Mais le postillon ne me répondit pas, et détournant son visage du vent qui lui fouettait les yeux, il s’éloigna du traîneau.

— Eh bien ! As-tu trouvé ? — répétai-je quand il revint.

— Il n’y a rien, — fit-il tout à coup avec impatience et dépit, comme si j’étais coupable de ce qu’il se fût égaré. Et, installant de nouveau et lentement ses longues jambes sur le siège, il se mit à arranger les guides avec ses moufles gelées.

— Qu’allons-nous faire ? — demandai-je quand nous nous remîmes en route.

— Que faire ! Allons où Dieu nous mènera.

Et nous continuâmes du même petit trot, tantôt sur la neige d’une route non frayée, tantôt à travers une épaisseur d’un quart d’archine[2] de neige, tantôt sur la croûte gelée qui craquait.

Bien qu’il fît froid, la neige fondait très vite sur le collet. Les tourbillons d’en bas augmentaient toujours, et d’en haut commençait à tomber une neige rare, sèche.

Il était clair que nous allions à la grâce de Dieu, car, après un nouveau quart d’heure de marche, nous n’avions pas encore rencontré un seul poteau.

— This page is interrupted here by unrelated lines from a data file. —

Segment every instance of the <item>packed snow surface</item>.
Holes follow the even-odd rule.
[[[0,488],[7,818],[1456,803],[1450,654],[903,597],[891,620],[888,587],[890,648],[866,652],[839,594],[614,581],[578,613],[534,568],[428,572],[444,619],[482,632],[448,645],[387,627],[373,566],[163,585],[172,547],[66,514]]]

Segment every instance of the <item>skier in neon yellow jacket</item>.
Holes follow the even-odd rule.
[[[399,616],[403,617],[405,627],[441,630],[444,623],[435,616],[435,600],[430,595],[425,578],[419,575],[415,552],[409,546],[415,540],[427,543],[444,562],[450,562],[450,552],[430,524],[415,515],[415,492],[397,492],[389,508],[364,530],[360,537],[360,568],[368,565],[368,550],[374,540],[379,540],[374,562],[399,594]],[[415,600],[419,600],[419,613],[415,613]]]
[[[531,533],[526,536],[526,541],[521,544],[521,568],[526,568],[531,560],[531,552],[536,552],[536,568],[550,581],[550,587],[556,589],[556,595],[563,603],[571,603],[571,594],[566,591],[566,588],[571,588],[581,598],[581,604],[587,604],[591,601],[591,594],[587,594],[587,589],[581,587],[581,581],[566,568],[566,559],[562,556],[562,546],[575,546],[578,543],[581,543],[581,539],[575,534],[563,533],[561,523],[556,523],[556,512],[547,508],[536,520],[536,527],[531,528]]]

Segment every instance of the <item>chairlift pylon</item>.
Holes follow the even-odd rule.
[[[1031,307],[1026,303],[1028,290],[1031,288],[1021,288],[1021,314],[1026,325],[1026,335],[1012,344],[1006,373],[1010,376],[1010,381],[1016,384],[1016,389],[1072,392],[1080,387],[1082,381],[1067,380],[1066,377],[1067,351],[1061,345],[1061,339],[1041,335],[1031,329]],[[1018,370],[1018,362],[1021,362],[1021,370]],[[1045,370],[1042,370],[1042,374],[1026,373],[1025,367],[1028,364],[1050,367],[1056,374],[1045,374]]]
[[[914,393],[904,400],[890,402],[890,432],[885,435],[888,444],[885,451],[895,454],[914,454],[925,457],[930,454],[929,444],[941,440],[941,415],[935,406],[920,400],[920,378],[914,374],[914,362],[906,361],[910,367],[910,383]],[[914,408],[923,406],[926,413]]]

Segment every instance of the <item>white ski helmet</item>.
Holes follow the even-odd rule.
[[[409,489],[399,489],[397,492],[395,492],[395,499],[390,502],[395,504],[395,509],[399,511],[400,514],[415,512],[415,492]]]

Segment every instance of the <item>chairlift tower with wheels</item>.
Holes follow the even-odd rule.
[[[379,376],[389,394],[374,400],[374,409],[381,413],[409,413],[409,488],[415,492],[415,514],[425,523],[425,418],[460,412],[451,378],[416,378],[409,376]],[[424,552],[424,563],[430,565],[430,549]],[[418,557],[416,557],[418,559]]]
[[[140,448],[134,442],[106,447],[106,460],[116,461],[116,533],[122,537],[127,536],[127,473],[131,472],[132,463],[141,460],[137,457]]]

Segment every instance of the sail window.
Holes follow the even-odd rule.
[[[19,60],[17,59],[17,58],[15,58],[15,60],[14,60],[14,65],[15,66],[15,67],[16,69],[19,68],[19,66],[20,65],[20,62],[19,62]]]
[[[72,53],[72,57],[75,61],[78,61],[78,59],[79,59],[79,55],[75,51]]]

— Eh bien, qu’en penses-tu, arriverons-nous au relais ? — demandai-je de nouveau au postillon.

— Jusqu’au quel ? Si nous donnons la liberté aux chevaux, ils nous ramèneront ; mais aller au prochain relais… c’est la perte sûre !

— Eh bien ! Alors retourne, — dis-je.

— Alors, retourner ? — demanda le postillon.

— Oui, oui, retourne !

Le postillon laissa flotter les guides. Les chevaux coururent plus rapidement et, bien que je n’eusse pas remarqué que nous retournions, le vent changeait et bientôt, à travers la neige, nous aperçûmes les moulins.

Le postillon devint plus guilleret et se mit à causer.

— Récemment, comme ça, pendant la tourmente, les chevaux de retour sont partis de l’autre relais, — dit-il — et ils ont passé la nuit dans les meules ; ils ne sont arrivés qu’au matin. Heureusement encore qu’ils se sont tapis près des meules, autrement tout le monde aurait été gelé, tant il faisait froid. Et même, malgré cela, l’un des voyageurs eut les jambes si gelées qu’il fut mortellement malade durant trois semaines.

— Et maintenant il ne fait pas froid, c’est plus calme, — dis-je ; — on pourrait partir ?

— Il fait doux, oui, il fait doux, mais quelle tourmente ! Maintenant, on retourne, ça paraît plus facile, mais la tourmente grandit. On pourrait partir avec un courrier ou quelque chose en ce genre, mais pas comme ça, pas volontairement ; geler en voyage ce n’est pas une plaisanterie. Quelle responsabilité aurais-je pour votre Grâce !

  1. Village des Cosaques.
  2. L’archine vaut 0 m. 76 centimètres.